The Periodic Table of Muds
The paperback first edition comes with a poster. This depicts a periodic table of muds descending from eight Major Muds, an octave of dirt arranged in order from Light to Dense.
Illustrating Mud
Every Artists’ Book of Mud is dedicated to one of the 24 mud types, and accompanied by a unique mud print. We took urban mud samples (from London gardens, graves and parks) to be our pigments.
It followed we needed a found object, a mute Orphic printing block. Chancing upon a car crash (only the wall was hurt) we plucked a half-brick from the broken wall, an object mentioned several times in the novel; a car-crash relationship.

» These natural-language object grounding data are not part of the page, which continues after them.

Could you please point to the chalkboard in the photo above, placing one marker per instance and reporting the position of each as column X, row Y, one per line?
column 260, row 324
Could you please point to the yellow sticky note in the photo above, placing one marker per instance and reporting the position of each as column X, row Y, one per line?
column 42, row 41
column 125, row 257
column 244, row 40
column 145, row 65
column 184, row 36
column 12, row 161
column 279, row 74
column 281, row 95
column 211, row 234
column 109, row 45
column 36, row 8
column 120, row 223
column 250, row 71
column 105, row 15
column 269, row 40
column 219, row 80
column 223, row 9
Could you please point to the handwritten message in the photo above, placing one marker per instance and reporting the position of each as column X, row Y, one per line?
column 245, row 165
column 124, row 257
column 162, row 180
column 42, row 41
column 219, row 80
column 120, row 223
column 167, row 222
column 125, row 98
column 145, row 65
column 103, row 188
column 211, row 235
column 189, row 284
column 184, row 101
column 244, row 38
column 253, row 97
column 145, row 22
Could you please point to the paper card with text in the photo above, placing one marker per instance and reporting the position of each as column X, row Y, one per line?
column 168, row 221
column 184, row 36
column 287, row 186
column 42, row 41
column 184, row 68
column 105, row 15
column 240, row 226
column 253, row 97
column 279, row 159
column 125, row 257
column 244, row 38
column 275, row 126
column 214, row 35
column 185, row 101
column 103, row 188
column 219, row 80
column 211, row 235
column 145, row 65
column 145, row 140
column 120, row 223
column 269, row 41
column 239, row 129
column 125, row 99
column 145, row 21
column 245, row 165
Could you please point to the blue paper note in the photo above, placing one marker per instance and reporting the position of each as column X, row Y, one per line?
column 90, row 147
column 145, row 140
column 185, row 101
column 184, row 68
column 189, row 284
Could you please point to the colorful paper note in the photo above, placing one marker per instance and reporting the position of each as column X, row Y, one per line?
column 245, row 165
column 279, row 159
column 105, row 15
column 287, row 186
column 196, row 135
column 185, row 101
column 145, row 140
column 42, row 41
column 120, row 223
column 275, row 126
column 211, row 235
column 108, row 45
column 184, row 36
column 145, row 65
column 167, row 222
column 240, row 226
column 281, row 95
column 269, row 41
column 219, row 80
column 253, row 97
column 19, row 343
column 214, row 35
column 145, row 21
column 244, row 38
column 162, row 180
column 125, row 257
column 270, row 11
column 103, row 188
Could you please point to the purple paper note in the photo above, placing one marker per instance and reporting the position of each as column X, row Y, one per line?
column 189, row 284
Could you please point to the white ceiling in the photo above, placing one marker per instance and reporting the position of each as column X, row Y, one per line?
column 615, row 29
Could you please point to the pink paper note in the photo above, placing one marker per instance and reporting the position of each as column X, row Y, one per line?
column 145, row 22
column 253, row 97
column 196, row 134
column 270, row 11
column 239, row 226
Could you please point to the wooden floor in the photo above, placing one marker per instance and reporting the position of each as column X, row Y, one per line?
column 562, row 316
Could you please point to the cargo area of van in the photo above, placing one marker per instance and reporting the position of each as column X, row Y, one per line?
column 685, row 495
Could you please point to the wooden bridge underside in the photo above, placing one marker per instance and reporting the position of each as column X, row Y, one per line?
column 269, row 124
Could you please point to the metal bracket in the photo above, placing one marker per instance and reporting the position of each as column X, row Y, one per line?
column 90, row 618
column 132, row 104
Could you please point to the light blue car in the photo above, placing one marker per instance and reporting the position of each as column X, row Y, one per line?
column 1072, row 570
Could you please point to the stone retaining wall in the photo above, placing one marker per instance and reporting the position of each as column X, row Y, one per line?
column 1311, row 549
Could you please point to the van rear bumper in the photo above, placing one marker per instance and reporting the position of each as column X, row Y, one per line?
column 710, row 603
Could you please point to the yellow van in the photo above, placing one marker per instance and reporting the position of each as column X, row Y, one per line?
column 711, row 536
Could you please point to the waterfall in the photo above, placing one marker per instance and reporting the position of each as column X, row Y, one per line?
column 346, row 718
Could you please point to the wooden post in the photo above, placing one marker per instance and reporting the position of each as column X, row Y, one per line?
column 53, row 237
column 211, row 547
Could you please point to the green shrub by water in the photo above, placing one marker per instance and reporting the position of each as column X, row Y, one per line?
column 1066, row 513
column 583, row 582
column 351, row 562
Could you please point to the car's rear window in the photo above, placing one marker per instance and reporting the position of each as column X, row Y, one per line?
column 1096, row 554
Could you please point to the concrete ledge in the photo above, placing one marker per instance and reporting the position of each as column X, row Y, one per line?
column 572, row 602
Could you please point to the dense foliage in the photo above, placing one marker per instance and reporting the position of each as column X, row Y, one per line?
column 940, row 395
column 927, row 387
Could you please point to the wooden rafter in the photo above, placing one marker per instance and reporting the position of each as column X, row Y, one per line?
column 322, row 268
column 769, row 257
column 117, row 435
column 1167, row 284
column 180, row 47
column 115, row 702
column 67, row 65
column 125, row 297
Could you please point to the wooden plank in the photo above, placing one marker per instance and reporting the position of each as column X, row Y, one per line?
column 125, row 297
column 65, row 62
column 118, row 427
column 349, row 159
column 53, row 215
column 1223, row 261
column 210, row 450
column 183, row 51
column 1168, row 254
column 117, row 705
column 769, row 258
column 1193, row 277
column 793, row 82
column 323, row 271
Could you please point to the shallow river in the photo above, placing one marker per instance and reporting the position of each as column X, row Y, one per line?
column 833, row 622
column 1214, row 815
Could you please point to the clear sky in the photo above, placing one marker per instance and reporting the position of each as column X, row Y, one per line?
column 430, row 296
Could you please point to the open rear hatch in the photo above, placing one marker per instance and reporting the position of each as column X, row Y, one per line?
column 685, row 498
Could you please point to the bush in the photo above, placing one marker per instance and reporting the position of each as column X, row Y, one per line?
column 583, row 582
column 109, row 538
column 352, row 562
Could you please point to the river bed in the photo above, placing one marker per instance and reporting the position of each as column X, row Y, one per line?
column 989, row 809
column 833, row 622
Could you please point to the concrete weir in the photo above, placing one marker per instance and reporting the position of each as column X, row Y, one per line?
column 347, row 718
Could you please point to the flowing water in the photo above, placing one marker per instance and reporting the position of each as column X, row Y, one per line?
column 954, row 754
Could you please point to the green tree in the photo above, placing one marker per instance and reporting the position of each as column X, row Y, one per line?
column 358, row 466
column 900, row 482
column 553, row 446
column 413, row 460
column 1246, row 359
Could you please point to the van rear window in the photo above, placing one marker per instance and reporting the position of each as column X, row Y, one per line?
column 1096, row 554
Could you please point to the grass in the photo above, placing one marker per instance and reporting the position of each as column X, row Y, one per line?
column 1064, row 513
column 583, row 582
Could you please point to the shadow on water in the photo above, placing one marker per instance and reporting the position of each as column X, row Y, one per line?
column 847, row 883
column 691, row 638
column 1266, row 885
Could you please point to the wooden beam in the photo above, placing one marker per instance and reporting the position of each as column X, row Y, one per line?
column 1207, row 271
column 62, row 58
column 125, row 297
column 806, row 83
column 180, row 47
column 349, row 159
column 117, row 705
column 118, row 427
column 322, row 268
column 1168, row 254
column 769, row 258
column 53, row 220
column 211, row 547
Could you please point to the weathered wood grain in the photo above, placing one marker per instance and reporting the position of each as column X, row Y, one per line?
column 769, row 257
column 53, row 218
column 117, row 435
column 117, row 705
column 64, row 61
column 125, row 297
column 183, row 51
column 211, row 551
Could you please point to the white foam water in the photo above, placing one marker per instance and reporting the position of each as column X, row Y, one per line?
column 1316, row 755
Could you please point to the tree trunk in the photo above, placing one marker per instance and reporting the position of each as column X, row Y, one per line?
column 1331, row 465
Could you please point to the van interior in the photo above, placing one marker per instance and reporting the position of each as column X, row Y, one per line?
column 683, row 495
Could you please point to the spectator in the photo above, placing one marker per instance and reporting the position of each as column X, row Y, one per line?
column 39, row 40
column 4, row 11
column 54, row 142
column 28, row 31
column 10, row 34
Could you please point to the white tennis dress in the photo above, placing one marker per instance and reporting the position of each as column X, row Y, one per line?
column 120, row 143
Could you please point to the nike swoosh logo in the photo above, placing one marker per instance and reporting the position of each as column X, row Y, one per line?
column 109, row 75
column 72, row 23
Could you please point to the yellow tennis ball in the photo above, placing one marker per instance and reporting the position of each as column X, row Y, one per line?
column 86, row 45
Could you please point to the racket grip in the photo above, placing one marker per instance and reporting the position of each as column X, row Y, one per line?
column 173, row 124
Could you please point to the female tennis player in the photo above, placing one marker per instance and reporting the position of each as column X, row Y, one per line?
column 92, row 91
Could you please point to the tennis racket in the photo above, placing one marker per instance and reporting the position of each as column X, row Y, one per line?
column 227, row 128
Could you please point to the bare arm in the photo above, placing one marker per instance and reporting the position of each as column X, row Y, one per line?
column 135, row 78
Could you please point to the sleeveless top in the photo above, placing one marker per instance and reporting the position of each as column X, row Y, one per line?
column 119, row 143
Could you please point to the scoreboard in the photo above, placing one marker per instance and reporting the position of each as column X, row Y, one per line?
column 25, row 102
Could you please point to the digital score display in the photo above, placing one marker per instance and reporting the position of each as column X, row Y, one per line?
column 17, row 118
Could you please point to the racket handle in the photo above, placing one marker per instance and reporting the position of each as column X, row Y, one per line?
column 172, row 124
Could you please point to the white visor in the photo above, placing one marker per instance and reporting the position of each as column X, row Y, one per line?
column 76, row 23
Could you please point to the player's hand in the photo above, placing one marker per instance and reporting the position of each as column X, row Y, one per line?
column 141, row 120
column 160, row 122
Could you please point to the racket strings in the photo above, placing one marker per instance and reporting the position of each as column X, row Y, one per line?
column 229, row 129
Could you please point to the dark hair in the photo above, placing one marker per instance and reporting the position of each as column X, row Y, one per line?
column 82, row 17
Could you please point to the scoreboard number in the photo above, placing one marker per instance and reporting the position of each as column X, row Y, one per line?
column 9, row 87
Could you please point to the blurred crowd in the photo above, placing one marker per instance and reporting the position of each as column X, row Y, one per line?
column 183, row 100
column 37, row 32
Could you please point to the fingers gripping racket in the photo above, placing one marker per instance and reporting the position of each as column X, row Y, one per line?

The great thing about using such a humble, mute and ubiquitous object was that it made the process of making more visible and important than figurative representation. There were also six faces that could be worked on. The most frequently used was the recessed face that Builders call the “frog”, a dip which holds mortar and locks bricks together. (A cheaply made wall is “frogs down” i.e. less mortar is used). The frog provided a mound shape when cast, a door-like image when its edges were printed, and a tray in which clay and wax could be set and cut like lino or scribed like a tablet.
The resulting fine-art prints are reproduced in every edition of the novel, and the prints themselves are presented with the Artists’ Book that is their namesake.
About the Author
Chris McCabe is the author of five poetry collections, most recently The Triumph of Cancer (Penned in the Margins). Pharmapoetica, with Maria Vlotides, was shortlisted for The Ted Hughes Award and his plays Shad Thames, Broken Wharf and Mudflats have been performed in Liverpool and London. His non-fiction series, searching for a great lost poet in one of London’s Magnificent Seven cemeteries, begins with In the Catacombs (selected as an LRB Bookshop book of the year) and Cenotaph South: Mapping the Lost Poets of Nunhead Cemetery. He co-edited, with Victoria Bean, The New Concrete: Visual Poetry in the 21st Century (Hayward Publishing, 2015). His debut novel Dedalus (Henningham Family Press) was LRB Bookshop Book of the Week and shortlisted for The Republic of Consciousness Prize 2019.